Duas visões da civilização
Grace é uma católica devota e uma royaliste, uma defensora apaixonada do rei da França, da monarquia francesa. Ela vê na Revolução um despertar das paixões populares mais vis, se horroriza com os banhos de sangue que testemunha, e corre - numa das mais belas cenas do filme - um grave risco de vida para salvar da fúria da massa um aristocrata de quem ela nem mesmo gostava.
Seu amigo duque, em contraste, é um homem político. Ele é primo do rei e, embora tivesse prometido a Grace não comparecer ao Parlamento para votar no julgamento de seu primo, ele não apenas comparece como dá um dos votos decisivos em favor da pena de morte. Isso era parte de um plano para que ele mesmo assumisse o comando da Revolução - razão pela qual, à medida que o Terror se agrava, ele entra na lista de inimigos pessoais de Robespierre, e a própria Grace chega a ser presa por sua associação com ele.

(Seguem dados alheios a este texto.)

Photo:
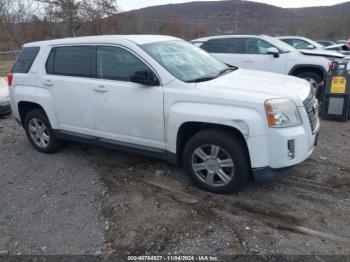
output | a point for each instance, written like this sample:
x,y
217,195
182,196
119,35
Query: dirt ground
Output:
x,y
88,200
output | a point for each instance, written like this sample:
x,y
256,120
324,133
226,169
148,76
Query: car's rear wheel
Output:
x,y
217,161
40,133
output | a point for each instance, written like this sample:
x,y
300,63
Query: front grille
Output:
x,y
311,106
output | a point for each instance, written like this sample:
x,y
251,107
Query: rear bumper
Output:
x,y
267,174
5,109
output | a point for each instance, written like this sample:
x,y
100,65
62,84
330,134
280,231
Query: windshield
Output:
x,y
185,61
279,44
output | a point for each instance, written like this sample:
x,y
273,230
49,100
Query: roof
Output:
x,y
136,39
225,36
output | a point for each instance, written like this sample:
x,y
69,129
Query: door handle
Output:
x,y
101,89
48,83
248,61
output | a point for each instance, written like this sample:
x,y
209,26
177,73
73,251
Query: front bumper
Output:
x,y
5,109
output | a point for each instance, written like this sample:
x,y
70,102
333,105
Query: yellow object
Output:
x,y
338,85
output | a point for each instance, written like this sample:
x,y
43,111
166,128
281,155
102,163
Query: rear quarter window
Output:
x,y
25,60
70,61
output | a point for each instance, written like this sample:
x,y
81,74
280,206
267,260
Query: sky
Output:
x,y
126,5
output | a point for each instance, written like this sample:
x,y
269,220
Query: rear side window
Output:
x,y
70,61
25,60
115,63
223,46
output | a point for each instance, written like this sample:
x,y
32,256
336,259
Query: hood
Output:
x,y
258,86
321,52
334,46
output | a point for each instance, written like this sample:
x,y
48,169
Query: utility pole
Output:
x,y
237,15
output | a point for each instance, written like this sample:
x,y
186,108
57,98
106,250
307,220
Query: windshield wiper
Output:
x,y
226,70
202,79
208,78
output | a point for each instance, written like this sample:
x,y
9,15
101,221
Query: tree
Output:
x,y
66,11
97,14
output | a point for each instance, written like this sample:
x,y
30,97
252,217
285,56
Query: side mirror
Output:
x,y
145,77
273,51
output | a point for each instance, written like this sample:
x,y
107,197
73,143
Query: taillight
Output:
x,y
9,79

Esse não é um contraste apenas entre duas visões políticas; é um contraste entre duas visões da civilização. A devoção de Grace é às ligações familiares, aos laços de amizade, às relações humanas diretas e, especialmente, à religião. Ela não consegue conceber que o duque possa ter traído seu próprio primo, assim como ela não conseguia conceber a possibilidade de deixar de ajudar seu conhecido em apuros. Já o duque trai sem hesitar seus colegas e seus familiares, em nome de suas ambições políticas. Ele compartilha do horror de Grace diante do desfile da multidão nas ruas carregando espetada num mastro a cabeça de uma nobre (cena extremamente comum nos tempos da Revolução), mas vê nisso uma "oportunidade histórica", um passo em direção ao aperfeiçoamento do governo e das instituições.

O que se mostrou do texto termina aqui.